Say we have an I3Double(3.14159). The serialization is:

0x0100000000000100010000006e861bf0f9210940

We break this up into pieces:

  • I3Double - 4 bytes (0x01000000)

    • class_id - 2 bytes = 1

    • tracking_id - 1 byte = 0

    • version_id - 1 byte = 0

  • I3FrameObject base class - 8 bytes (0x0000010001000000)

    • class_id - 2 bytes = 0

    • tracking_id - 1 byte = 1

    • version_id - 1 byte = 0

    • object_id - 4 bytes = 1

  • The actual double - 8 bytes (0x6e861bf0f9210940) = 3.14159

I3String

Say we have an I3String(‘testing’).

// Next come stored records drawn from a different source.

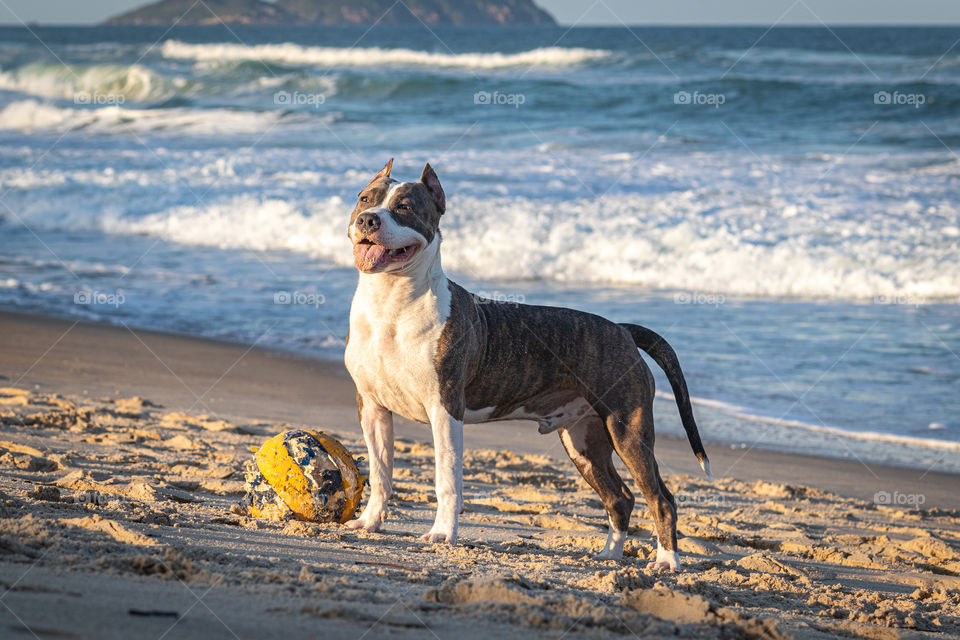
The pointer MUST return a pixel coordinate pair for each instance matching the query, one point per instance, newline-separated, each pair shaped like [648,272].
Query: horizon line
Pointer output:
[761,25]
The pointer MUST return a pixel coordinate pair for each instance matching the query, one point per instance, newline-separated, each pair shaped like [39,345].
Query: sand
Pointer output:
[119,474]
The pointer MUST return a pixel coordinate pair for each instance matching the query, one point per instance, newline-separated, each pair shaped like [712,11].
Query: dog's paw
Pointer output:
[666,561]
[369,522]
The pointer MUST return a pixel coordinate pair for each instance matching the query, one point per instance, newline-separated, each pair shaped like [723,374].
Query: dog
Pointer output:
[421,346]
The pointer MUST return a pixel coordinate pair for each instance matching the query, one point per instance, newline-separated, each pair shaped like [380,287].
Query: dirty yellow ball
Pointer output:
[303,475]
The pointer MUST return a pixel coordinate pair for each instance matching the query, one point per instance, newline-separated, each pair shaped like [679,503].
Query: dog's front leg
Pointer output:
[448,451]
[377,424]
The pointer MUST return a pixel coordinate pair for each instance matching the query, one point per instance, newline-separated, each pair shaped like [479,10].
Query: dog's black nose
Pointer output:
[368,222]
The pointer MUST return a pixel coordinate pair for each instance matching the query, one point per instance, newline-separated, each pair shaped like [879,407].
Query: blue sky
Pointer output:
[760,12]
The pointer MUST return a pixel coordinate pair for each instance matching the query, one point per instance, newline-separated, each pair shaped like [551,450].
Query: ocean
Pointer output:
[781,204]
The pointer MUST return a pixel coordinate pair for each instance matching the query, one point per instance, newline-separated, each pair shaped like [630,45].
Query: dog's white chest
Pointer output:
[393,346]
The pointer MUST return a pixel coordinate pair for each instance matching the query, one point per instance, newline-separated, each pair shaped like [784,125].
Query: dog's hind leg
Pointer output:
[631,431]
[588,445]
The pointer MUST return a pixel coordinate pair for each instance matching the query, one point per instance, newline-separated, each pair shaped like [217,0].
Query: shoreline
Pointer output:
[123,454]
[246,383]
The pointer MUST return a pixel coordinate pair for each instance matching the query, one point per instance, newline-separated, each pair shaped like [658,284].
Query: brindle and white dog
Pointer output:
[423,347]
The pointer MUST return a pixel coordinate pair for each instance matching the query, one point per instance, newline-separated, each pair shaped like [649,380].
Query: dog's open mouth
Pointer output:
[369,255]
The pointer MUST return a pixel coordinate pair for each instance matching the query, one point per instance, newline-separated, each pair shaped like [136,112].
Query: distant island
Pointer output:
[337,12]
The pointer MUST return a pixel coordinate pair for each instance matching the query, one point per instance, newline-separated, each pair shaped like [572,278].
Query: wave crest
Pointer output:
[114,83]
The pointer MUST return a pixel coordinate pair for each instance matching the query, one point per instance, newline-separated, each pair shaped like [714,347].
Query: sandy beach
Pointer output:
[122,454]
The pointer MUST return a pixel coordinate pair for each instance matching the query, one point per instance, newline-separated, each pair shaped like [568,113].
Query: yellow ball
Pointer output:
[306,475]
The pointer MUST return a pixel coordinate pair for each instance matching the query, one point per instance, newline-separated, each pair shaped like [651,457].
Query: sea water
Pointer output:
[781,205]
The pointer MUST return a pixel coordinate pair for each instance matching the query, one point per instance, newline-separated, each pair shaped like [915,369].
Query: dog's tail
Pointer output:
[664,355]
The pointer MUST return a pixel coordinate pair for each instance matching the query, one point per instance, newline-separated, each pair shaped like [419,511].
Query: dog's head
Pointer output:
[394,222]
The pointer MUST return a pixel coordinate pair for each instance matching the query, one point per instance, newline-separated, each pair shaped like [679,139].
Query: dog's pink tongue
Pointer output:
[368,256]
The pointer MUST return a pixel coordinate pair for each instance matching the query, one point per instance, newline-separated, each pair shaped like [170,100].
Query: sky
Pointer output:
[598,12]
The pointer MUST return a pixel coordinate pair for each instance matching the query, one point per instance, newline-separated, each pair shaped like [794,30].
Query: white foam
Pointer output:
[872,436]
[105,83]
[30,116]
[374,57]
[717,237]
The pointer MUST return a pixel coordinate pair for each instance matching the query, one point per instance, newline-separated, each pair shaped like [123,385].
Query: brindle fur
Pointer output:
[577,354]
[497,361]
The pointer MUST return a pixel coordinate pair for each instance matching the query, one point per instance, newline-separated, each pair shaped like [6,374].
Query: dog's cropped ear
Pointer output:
[384,173]
[432,182]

The serialization is:

0x01000000000001000100000000700000074657374696367

We break this up into pieces:

  • I3String - 4 bytes (0x01000000)

    • class_id - 2 bytes = 1

    • tracking_id - 1 byte = 0

    • version_id - 1 byte = 0

  • I3FrameObject base class - 8 bytes (0x0000010001000000)

    • class_id - 2 bytes = 0

    • tracking_id - 1 byte = 1

    • version_id - 1 byte = 0

    • object_id - 4 bytes = 1

  • The string length - 4 bytes (0x07000000) = 7

  • The actual string - 7 bytes (0x74657374696367) = ‘testing’

OMKey

Say we have an OMKey(25,45,0). The serialization is:

0x01010000000000190000002d00000000

Note that this is a little different than normal because the OMKey is not meant to be directly added to the frame. The object is not an I3FrameObject, and serializes differently to reflect that.

We break this up into pieces:

  • OMKey - 6 bytes (0x010100000000)

    • tracking_id - 1 byte = 1

    • version_id - 1 byte = 1

    • object_id - 4 bytes = 0

  • string number - 4 bytes (0x19000000) = 25

  • OM number - 4 bytes (0x2d000000) = 45

  • PMT number - 1 byte (0x00) = 0

I3VectorOMKey

Say we have an I3VectorOMKey() with [OMKey(35,56,0),OMKey(25,45,0)]. The serialization is:

0x01000000000001000000000002000000010102000000230000003800
0x00000003000000190000002d00000000

We break this up into pieces:

  • I3VectorOMKey - 4 bytes (0x01000000)

    • class_id - 2 bytes = 1

    • tracking_id - 1 byte = 0

    • version_id - 1 byte = 0

  • I3FrameObject base class - 8 bytes (0x0000010001000000)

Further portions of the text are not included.